Este pasado verano, en Kirguistán, nos
encontramos con las grajas (Corvus frugilegus) casi por
todas partes. A veces eran apenas unos pocos; otras, decenas de individuos se
concentraban alrededor de vertederos y basureros urbanos, mientras que en otras
ocasiones aparecían, inesperadamente, sobre las inmensas planicies de alta
montaña. Su presencia, tan constante como versátil, parecía acompañar cada
paisaje del viaje. Y aunque por aquellas tierras el cielo no siempre amenazaba
lluvia, no pude evitar acordarme de aquello de que «cuando el grajo vuela bajo,
hace un frío del carajo» … Solo que, en las alturas de Kirguistán, más de una
vez habría que cambiar el refrán por algo bastante más extremo.
sábado, 12 de septiembre de 2026
Cuando el grajo vuela bajo...
viernes, 11 de septiembre de 2026
Camachuelo mongol (Bucanetes mongolicus) en Kirguistán.
En Kirguistán, además del abundante camachuelo carminoso y del camachuelo dorsirrojo, tuvimos la suerte de localizar una pareja de camachuelo mongol (Bucanetes mongolicus), un ave de tonos mucho más discretos que sus llamativos parientes. Su plumaje, dominado por ocres, pardos y rosados suaves, le permite pasar bastante más desapercibido entre los paisajes áridos y pedregosos que frecuenta. Poder fotografiar a esta pareja fue un bonito encuentro con una de las especies más características de las estepas y zonas montañosas de Asia Central.
jueves, 10 de septiembre de 2026
Curruca zarcera (Sylvia communis) en Kirguistán.
La primera observación de la curruca zarcera (Sylvia communis) en Kirguistán se produjo muy pronto, ya el primer día de nuestro viaje, en el Parque Nacional Ala Archa. Mientras recorríamos la zona, apareció entre la vegetación cercana al grupo de pajareros, dedicada incansablemente a la búsqueda de insectos. Se movía constantemente entre las hierbas y permanecía casi siempre oculta, asomándose apenas durante unos instantes, lo que no facilitó demasiado la tarea de fotografiarla. Aun así, su comportamiento inquieto y su preferencia por moverse a baja altura entre la vegetación hicieron que el encuentro resultara especialmente entretenido.

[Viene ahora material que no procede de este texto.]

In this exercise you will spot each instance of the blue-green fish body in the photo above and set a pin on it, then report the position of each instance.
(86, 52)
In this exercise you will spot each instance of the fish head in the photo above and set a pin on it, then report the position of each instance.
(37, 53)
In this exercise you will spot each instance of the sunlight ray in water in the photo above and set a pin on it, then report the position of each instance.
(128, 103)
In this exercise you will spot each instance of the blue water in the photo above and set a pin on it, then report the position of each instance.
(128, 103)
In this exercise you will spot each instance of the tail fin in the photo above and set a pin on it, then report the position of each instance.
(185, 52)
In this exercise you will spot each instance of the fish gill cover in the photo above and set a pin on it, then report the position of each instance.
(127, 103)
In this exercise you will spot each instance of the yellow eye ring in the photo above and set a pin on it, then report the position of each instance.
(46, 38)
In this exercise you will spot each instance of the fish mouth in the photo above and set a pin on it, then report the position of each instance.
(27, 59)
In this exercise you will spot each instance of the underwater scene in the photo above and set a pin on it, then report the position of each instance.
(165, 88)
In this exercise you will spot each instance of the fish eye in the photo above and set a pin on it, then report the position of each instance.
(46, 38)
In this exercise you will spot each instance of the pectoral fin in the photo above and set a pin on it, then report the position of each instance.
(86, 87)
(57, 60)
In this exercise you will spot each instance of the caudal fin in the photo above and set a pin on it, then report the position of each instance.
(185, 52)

La curruca zarcera volvió a aparecer en
diferentes momentos y también en las zonas de montaña que visitamos,
convirtiéndose, sin lugar a dudas, en una de las aves más frecuentes de nuestro
recorrido ornitológico por Kirguistán. Su presencia fue una constante en
distintos ambientes, siempre activa y difícil de seguir entre la vegetación.

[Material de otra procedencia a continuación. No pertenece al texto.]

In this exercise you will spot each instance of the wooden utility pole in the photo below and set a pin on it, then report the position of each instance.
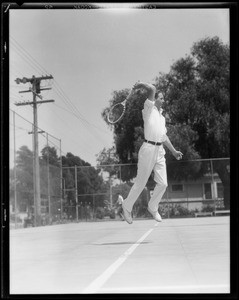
(36, 90)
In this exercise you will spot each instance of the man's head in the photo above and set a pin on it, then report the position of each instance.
(159, 99)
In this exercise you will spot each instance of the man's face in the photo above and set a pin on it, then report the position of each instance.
(159, 101)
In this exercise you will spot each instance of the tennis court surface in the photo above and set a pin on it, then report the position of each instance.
(189, 255)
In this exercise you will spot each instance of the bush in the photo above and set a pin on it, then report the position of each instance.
(99, 214)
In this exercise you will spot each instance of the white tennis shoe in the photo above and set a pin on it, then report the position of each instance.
(127, 215)
(155, 215)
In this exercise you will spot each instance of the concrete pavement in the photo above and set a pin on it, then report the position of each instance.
(175, 256)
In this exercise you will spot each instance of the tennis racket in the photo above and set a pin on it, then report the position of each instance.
(117, 111)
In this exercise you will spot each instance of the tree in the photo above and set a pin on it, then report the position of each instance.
(197, 95)
(24, 180)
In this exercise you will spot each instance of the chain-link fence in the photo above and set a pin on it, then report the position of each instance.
(195, 188)
(90, 193)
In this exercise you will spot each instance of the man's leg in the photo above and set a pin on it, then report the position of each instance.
(160, 177)
(146, 161)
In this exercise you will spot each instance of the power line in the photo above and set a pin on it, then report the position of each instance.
(58, 90)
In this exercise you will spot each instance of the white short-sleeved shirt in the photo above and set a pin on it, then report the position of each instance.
(154, 122)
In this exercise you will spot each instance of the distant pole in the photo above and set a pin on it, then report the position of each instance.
(48, 181)
(15, 170)
(61, 182)
(76, 194)
(36, 160)
(213, 188)
(36, 90)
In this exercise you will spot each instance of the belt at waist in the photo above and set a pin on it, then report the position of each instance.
(153, 143)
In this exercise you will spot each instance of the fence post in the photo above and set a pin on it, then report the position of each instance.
(76, 194)
(213, 186)
(15, 170)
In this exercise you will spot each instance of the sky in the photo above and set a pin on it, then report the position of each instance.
(90, 53)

Aunque no siempre puso las cosas fáciles para la fotografía, esos encuentros
repetidos permitieron disfrutar de cerca de una especie que terminó formando
parte habitual del paisaje sonoro y visual de nuestro viaje.
miércoles, 9 de septiembre de 2026
Bisbita arbóreo (Anthus trivialis) en Kirguistán.
Durante el zigzagueante ascenso por la carretera
de Moldo-Ashuu hacia el lago Song Kol, en Kirguistán,
hicimos una breve parada bajo una fina lluvia para explorar los bosques y
tratar de localizar algunas de sus especies características. En medio de aquel ambiente
húmedo y silencioso, la observación se vio recompensada con la aparición de una
pareja de bisbita arbóreo (Anthus trivialis), que se detuvo muy cerca de
mí, permitiéndome fotografiarla durante unos instantes. Fue uno de esos
encuentros inesperados que, en plena ruta y bajo la lluvia, hacen especialmente
memorable una jornada de campo.
martes, 8 de septiembre de 2026
Bisbita alpino (Anthus spinoletta) en las montañas de Tash Rabat (Kirguistán).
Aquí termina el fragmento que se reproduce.